Вокруг дома бродят гуси, не узнающие Наденьку, чуть что — шея колом, клюв щипцами, тогда беги куда глаза глядят. Глубокая лужа с талой водой высохла, дно ее растрескалось, а ведь еще в июне прямо с пыльной дороги босиком можно было вбежать в тепловатую, но свежую воду и по травяному берегу выйти к поляне, за которой начинались огороды. «Как странно! — думает Наденька. — Что-то случилось». Бабка Василиса, еще довольно молодая (пятьдесят девять всего), скупая на слова, строгая, не очень привечает Наденьку. А в последнее время, когда в поле, на огороде все прибавлялось и прибавлялось хлопот и солнце начинало жечь уже до полудня, загорелое лицо бабки еще посуровело.

Пыль припудрила все вокруг — изумрудную поляну с одуванчиками и высокими колючками, на которые садились щеглы, доски, приготовленные для починки двора, листья черемух в саду, большие лопухи у забора. Как хорошо было в мае! Какими прозрачными, необычными, светлыми вечерами встречали Наденьку сад и дом, затерянные где-то на полпути в сказку!

В первый же вечер показалась над забором веснушчатая физиономия соседа Борьки.

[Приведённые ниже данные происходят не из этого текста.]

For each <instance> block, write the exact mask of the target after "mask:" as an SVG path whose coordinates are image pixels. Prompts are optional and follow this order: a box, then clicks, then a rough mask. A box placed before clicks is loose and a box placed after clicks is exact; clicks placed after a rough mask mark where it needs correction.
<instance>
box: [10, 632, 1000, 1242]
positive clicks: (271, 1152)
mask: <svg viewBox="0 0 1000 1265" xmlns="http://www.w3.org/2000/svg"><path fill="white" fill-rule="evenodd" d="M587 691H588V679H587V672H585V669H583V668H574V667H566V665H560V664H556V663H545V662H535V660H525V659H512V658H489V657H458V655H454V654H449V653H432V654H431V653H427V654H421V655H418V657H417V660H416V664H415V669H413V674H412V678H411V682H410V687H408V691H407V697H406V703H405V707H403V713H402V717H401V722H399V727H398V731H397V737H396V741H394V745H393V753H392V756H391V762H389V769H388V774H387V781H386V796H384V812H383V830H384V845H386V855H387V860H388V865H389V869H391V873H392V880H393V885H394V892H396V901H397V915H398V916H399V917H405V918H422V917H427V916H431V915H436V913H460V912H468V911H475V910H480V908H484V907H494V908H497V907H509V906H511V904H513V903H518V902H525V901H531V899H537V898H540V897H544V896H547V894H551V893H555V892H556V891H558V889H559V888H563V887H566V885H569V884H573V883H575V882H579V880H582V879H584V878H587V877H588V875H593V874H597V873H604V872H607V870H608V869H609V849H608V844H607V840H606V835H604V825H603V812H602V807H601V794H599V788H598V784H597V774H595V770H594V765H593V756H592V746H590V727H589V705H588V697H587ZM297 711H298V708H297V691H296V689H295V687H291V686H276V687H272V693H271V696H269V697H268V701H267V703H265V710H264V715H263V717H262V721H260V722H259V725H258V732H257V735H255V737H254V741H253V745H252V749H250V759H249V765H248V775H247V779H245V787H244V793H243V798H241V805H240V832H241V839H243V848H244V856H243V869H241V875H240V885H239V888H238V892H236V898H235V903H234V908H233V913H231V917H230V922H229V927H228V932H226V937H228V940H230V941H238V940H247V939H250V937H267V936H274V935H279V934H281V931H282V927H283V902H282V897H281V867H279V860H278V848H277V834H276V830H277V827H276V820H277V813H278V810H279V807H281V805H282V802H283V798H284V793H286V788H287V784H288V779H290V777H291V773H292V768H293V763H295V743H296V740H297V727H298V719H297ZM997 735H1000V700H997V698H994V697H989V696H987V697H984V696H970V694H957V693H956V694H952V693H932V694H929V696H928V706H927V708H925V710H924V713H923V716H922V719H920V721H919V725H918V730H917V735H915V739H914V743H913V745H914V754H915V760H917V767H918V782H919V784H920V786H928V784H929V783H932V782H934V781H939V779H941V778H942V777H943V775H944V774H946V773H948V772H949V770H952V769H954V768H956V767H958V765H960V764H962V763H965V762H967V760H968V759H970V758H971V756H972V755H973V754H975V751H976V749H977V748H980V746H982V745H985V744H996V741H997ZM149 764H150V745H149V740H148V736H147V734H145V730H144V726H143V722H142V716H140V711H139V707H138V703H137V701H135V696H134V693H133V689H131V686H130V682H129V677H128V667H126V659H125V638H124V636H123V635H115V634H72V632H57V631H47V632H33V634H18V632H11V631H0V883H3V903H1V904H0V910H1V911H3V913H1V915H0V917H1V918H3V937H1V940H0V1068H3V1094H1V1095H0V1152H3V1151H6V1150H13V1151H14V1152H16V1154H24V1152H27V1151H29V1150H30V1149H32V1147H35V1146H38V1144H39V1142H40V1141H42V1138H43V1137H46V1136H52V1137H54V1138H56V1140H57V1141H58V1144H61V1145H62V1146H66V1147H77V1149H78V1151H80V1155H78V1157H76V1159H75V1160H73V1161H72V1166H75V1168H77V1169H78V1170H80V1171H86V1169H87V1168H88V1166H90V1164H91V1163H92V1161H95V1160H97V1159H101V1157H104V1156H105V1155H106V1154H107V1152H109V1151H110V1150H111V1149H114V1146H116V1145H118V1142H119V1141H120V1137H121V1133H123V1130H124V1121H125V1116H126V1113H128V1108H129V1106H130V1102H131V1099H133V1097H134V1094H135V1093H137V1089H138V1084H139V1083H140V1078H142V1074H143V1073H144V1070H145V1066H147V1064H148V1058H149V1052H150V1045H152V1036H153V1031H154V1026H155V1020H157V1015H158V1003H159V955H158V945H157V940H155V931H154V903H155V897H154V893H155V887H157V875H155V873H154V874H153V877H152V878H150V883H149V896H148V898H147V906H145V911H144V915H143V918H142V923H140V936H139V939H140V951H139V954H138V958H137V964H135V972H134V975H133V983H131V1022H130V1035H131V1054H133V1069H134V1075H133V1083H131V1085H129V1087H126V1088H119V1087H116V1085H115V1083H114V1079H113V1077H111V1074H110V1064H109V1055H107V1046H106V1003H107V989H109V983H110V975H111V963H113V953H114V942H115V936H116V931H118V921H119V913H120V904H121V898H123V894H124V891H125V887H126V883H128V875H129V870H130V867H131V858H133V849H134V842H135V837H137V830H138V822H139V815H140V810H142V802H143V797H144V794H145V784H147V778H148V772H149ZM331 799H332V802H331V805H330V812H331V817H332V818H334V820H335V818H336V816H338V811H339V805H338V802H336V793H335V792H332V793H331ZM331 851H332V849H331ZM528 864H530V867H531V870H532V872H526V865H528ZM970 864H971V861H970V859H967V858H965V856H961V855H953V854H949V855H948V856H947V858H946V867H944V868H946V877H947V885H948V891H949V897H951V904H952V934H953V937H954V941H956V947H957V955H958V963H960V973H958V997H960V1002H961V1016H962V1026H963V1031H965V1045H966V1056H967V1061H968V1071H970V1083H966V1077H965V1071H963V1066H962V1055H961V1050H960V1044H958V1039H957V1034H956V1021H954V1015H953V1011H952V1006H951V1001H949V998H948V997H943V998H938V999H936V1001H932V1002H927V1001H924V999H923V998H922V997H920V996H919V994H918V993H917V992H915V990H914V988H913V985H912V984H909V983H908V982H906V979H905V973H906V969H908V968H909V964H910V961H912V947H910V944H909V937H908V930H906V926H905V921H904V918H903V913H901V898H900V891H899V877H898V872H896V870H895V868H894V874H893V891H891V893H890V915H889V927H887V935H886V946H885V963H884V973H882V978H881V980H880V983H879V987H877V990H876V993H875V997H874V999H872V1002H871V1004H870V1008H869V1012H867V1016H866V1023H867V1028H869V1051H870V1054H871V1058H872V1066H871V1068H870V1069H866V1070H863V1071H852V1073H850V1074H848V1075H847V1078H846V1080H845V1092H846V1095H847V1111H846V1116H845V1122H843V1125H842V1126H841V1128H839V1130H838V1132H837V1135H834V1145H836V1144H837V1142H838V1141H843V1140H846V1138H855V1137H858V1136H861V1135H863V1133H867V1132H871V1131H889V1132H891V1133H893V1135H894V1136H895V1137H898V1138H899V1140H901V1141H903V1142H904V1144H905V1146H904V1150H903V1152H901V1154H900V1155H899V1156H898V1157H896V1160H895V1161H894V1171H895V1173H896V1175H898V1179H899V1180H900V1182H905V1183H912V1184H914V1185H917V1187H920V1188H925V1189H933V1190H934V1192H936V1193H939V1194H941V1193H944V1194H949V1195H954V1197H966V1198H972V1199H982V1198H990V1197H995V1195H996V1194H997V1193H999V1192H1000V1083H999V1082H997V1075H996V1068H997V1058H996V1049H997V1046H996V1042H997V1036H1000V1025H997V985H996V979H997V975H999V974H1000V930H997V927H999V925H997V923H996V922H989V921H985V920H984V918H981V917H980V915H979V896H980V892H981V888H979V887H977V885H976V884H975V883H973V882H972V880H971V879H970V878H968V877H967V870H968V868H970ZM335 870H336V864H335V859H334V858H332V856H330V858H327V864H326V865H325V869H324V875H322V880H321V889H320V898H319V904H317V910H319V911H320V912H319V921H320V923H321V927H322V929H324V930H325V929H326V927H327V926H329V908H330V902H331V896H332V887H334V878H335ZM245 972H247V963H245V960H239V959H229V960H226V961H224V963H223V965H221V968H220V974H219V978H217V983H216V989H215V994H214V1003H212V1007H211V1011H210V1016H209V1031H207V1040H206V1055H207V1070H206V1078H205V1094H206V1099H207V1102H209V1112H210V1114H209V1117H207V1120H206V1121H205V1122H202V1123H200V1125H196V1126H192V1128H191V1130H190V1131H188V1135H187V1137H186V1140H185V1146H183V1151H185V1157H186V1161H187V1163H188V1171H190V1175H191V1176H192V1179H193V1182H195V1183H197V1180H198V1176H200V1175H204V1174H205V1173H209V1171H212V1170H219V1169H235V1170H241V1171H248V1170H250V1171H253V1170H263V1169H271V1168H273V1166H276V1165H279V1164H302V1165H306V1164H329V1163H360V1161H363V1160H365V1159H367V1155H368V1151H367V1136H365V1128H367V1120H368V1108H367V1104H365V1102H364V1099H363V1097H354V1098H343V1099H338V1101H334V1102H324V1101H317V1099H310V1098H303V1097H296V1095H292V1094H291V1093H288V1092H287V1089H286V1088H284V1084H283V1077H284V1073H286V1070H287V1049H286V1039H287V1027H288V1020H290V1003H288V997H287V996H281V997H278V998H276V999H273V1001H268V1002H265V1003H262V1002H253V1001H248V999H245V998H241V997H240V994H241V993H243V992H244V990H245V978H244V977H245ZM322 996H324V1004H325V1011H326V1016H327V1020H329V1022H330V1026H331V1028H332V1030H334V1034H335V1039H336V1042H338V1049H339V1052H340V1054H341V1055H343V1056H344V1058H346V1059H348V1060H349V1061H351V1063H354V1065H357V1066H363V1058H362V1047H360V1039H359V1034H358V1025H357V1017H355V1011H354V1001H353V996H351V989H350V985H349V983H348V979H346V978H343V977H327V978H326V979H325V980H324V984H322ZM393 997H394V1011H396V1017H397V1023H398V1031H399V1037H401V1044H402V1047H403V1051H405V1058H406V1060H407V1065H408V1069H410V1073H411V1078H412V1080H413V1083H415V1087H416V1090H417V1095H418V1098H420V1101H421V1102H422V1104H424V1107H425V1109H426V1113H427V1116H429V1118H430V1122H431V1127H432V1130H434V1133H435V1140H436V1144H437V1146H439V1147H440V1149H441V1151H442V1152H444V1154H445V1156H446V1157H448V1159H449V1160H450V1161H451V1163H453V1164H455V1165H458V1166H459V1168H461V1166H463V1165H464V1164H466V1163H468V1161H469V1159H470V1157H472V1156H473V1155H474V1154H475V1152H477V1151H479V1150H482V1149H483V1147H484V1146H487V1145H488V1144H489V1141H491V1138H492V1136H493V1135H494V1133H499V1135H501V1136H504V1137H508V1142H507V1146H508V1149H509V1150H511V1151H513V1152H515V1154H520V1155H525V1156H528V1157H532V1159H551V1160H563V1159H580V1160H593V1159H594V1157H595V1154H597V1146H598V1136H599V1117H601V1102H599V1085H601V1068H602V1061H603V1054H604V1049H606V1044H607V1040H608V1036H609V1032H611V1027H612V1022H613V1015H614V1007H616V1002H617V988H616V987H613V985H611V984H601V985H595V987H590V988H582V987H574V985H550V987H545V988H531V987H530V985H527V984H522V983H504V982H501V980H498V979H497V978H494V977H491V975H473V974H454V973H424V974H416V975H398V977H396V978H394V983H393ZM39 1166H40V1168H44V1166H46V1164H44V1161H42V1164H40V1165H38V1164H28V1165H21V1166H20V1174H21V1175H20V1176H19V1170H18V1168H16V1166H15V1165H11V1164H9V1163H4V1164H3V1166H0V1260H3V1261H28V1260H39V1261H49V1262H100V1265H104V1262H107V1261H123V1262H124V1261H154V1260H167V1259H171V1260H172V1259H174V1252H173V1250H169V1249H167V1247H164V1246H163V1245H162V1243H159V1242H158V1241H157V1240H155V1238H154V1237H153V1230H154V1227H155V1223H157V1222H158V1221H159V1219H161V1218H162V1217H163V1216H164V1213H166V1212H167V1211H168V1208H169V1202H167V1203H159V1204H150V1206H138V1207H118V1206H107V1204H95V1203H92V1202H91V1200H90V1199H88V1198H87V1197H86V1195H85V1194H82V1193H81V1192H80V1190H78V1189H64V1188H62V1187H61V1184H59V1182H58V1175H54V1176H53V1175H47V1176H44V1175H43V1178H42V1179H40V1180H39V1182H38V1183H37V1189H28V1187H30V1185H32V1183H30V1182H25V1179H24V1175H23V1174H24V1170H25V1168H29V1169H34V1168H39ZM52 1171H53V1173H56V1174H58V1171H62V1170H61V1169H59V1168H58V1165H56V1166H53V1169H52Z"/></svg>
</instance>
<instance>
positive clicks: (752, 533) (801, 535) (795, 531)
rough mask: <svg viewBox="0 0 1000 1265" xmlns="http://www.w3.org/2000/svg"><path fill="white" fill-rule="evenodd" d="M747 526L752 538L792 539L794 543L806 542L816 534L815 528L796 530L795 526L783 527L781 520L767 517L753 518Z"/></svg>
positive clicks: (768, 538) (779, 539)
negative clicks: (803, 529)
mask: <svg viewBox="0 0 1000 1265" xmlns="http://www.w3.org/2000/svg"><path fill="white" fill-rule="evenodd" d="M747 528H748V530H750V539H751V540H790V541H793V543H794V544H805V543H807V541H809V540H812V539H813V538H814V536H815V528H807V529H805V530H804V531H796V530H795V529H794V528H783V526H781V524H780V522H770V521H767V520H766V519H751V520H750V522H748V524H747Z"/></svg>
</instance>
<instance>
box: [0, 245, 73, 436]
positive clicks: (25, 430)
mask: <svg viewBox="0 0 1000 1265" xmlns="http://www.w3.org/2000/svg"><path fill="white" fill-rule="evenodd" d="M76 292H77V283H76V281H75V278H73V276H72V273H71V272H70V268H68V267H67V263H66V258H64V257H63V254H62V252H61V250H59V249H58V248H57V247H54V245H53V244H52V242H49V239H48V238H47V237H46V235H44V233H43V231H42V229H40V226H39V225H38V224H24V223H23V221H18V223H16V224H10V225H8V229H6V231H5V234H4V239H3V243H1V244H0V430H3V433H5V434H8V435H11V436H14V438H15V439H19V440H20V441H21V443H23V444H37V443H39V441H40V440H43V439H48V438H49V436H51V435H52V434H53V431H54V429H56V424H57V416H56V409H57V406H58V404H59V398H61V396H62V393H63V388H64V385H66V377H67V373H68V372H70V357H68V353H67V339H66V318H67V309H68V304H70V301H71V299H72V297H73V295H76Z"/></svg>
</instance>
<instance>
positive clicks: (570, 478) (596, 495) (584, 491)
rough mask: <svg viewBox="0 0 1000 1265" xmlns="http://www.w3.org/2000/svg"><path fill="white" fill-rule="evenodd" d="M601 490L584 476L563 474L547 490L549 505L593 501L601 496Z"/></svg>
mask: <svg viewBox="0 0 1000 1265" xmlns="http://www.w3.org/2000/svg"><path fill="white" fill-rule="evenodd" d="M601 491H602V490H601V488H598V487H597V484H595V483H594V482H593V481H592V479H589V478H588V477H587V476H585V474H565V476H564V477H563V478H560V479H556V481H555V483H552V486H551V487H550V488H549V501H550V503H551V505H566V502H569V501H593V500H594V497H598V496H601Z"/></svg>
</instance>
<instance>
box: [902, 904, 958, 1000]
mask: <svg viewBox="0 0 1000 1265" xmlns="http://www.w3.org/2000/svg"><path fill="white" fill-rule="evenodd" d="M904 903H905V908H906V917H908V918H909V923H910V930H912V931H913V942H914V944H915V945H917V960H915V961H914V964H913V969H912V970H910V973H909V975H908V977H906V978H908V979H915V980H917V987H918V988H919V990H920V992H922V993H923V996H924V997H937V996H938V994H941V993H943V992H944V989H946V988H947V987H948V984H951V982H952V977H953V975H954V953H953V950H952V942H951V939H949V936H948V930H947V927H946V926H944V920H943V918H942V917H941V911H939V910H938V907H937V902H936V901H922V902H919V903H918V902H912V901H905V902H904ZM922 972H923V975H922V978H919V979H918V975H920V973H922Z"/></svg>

Поглядел на меня, на нее и спрятался, потом залез на забор, поманил Наденьку рукой, спросил:

— Хочешь, я тебе свистульку сделаю?

— Я не умею свистеть, — сожалением созналась Наденька.

— Я научу, — сказал Борька, — я все умею.

Он пропал за забором. Потом снова возникла его рыжеватая голова. Он перелез через забор и подал Наденьке свисток. Но, когда она приложила его к губам, раздался лишь чуть слышный низкий звук — такой, что нужно прислушаться, тогда услышишь. Из вежливости Наденька не подала виду, что разочарована.